Değerli ablalarım ve abilerim buraya kadar bahsetmiş olduğumuz erkeğin yaratılış tabiatı; fiziksel, psikolojik, ruhsal farklılıklarından dolayı Allah ona toplumda ve ailede liderlik-yöneticilik rolünü vermiştir. Zira kadında bu vasıflar olmayıp, yaratılış tabiatı; fiziksel, psikolojik, ruhsal yapıları ev ve aile içinde ince, zarif işlere, çocuk bakımına, eşine itaate ve ailenin tüm fertlerinin ihtiyaçlarını hissedip giderebilme yeteneğine uygun yaratıldığı için Allahu Teala ona da ailenin hanımı olma rolünü vermiştir.

İki Eşin Birbirinden Öncelikli Beklentisi Nedir?

Değerli abilerim; kadınların fıtratından dolayı duygusal ihtiyaçları diğer ihtiyaçlarından daha öncedir, maddiyat ve cinsellikten önce eşlerinin ilgisine, sevgisine ve beraberliğine ihtiyaç duyarlar. Eğer kocaları onların bu ihtiyaçlarını giderirse onlarda kocalarının cinsel ihtiyaçlarını, saygıyı ve itaati isteyerek ve gönüllü olarak yerine getireceklerdir.
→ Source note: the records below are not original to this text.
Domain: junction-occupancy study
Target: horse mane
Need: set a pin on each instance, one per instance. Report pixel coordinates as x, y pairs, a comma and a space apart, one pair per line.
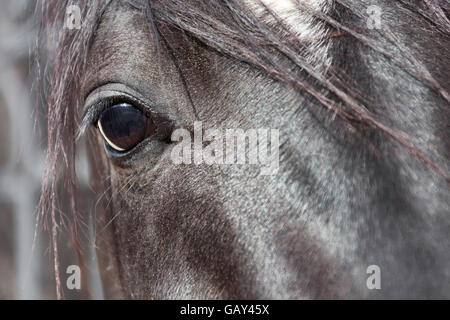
233, 30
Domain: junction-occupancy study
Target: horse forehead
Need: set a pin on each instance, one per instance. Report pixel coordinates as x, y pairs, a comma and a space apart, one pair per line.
297, 15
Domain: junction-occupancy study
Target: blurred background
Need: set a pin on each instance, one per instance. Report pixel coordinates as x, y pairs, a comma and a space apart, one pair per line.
23, 274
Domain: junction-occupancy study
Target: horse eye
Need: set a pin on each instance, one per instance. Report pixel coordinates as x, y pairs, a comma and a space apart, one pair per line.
123, 126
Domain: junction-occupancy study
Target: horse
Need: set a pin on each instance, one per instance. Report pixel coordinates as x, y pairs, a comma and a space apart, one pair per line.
355, 91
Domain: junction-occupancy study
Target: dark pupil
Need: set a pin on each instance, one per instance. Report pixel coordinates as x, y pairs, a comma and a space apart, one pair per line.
125, 126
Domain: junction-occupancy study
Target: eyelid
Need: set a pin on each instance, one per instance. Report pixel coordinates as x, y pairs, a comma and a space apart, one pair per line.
107, 95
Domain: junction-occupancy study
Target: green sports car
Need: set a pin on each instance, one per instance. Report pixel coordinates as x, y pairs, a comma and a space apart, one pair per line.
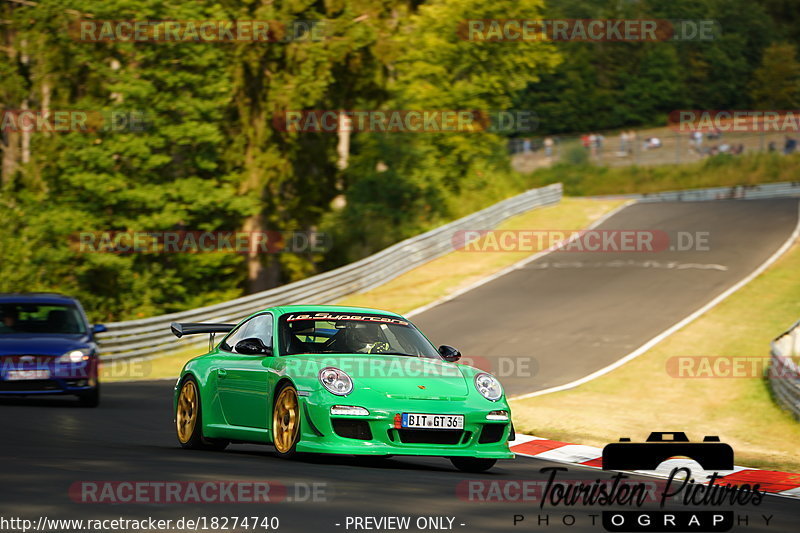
344, 380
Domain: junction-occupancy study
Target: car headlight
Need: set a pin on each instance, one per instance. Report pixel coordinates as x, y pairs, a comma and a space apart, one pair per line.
336, 381
488, 386
75, 356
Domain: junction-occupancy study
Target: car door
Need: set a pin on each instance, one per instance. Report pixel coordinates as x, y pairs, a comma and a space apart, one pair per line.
243, 379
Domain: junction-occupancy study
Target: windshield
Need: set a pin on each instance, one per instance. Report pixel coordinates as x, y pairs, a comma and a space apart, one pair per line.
40, 318
352, 333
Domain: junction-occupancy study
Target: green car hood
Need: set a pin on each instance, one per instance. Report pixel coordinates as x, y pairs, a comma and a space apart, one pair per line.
391, 375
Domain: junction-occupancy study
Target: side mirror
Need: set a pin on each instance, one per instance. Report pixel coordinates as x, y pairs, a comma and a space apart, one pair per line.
252, 346
449, 353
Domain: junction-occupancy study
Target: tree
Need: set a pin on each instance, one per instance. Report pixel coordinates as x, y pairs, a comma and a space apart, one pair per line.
776, 83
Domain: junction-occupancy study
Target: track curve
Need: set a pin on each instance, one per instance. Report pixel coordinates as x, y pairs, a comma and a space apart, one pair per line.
587, 314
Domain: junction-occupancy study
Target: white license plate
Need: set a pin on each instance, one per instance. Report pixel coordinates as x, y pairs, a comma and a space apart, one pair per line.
425, 421
21, 375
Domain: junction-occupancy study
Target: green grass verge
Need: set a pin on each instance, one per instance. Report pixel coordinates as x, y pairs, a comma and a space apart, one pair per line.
641, 397
418, 287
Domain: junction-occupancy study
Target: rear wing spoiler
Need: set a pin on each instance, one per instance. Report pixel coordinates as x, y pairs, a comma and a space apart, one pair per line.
179, 329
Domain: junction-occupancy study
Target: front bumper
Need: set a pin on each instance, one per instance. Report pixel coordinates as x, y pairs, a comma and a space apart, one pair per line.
482, 438
69, 378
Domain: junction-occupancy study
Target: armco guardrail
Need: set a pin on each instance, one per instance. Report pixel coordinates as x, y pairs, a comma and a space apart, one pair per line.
737, 192
149, 336
784, 376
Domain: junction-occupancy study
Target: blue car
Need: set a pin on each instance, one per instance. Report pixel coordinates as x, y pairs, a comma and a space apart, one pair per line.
47, 347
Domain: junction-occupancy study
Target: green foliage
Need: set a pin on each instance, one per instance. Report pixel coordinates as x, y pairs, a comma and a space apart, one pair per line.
212, 159
776, 83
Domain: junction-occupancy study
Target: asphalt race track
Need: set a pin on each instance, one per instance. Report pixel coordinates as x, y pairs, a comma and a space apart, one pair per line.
568, 314
573, 312
50, 444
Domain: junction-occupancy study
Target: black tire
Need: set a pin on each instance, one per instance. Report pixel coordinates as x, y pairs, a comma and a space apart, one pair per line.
90, 398
286, 450
195, 440
472, 464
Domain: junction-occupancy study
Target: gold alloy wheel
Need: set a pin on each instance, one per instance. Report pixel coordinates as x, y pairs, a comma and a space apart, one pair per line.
186, 418
285, 420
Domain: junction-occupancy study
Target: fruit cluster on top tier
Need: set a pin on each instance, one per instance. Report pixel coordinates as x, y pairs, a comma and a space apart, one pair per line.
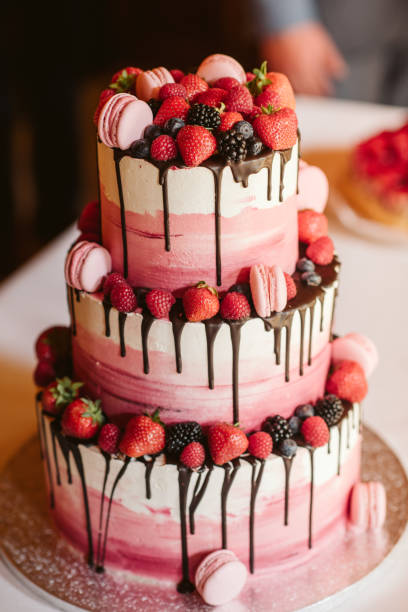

Değerli ablalarım; Erkekler fıtratından dolayı, güç, liderlik, otorite ve iddiacılık gibi özelliklere sahip olduğu için hanımının saygısına, takdir etmesine ve itaatine ihtiyaç duyar. Eğer ki hanımı ona saygı duyar, meşru olan isteklerinde ona itaat eder ve onu razı ederse erkek de evine bağlanacak, hanımının sevgi, hoş sohbet ve güzel zaman geçirmek gibi ihtiyaçlarını isteyerek ve gönüllü olarak yerine getirecektir.

Erkekler hanımından, ailesinden ve insanlar tarafından güçlü olduğunu duymayı, kendisine itaat edilmesini ve saygı duyulmasını isterler.

Değerli ablalarım ve abilerim; Allah’u Teala yerleri, gökleri ve bütün canlıları bir ahenk ve uyum içerisinde yarattığı gibi kadın ve erkeği de bir uyum içerisinde yaratmıştır ve öyle bir yaratmıştır ki bir tarafın zayıf olduğu noktada diğer taraf güçlüdür.

Ailede iki şeye ihtiyaç vardır: Güç ve Estetik…

Erkek gücü, kadın estetiği temsil eder, bundan dolayı her ikisi de birbirini tamamlar. Mesela bir araba alınacak olsa erkek arabanın motor gücüne kapasitesine vb. şeylere bakarken kadın ise döşemesine rengine ve estetiğine bakar. Baktığımız zaman görüyoruz ki erkek ve kadın, aslında birbirini tamamlamak için vardır. Çünkü bir arabanın iyi olması için hem kaportanın sağlamlığına hem motor gücüne hem de görünümün güzelliğine ihtiyaç duyulur.

Aynı şekilde erkek dışarıya yönelik tabiatıyla para kazanıp, evin ihtiyaçlarını temin ederek eve getirir, kadın da yaratılış tabiatına uygun olan kapasitesi ile o evin içini dizayn eder. Lezzeti ve görünümüyle sofrasını kurar ve böylece o ailenin içerisinde ihtiyaç duyulan düzen sağlanmış olur. İşte bu şekilde ikisi birlikte olduğunda tam olurlar ve evin içerisinde güzel mutlu ve huzurlu bir yuva oluşur. Bundan dolayı Rabbimize hamd etmeli ve hiçbir zaman da bu nimetinden dolayı nankörlük etmemeliyiz.

Şu hâlde kardeşim; eşlerimiz şu hayatta bizim diğer yarımız, bizim eksik olduğumuz yönlerimizi tamamlayan ve nefsanî veya yaratılış ihtiyaçlarımızı meşru ölçüler çerçevesinde gideren, bizi harama girmekten engelleyen ve Allah katında birçok ecir almamıza vesile olan en yakın can yoldaşlarımızdır.

Eğer biz eşlerimize bu gözle bakarsak ve onların bizlere Allah'ın izniyle eş olduklarını bilirsek eşlerimizi külfet olarak değil de nimet olarak görürüz ve bundan dolayı da Allah'a şükür ederiz.

Bizler bizi yaratan, ihtiyacımız olan her şeyi bizlere bahşeden ve bizi her daim görüp gözeten Allah Subhanehu ve Teala’ya hamd ederiz ve ondan günahlarımızın affını isteriz.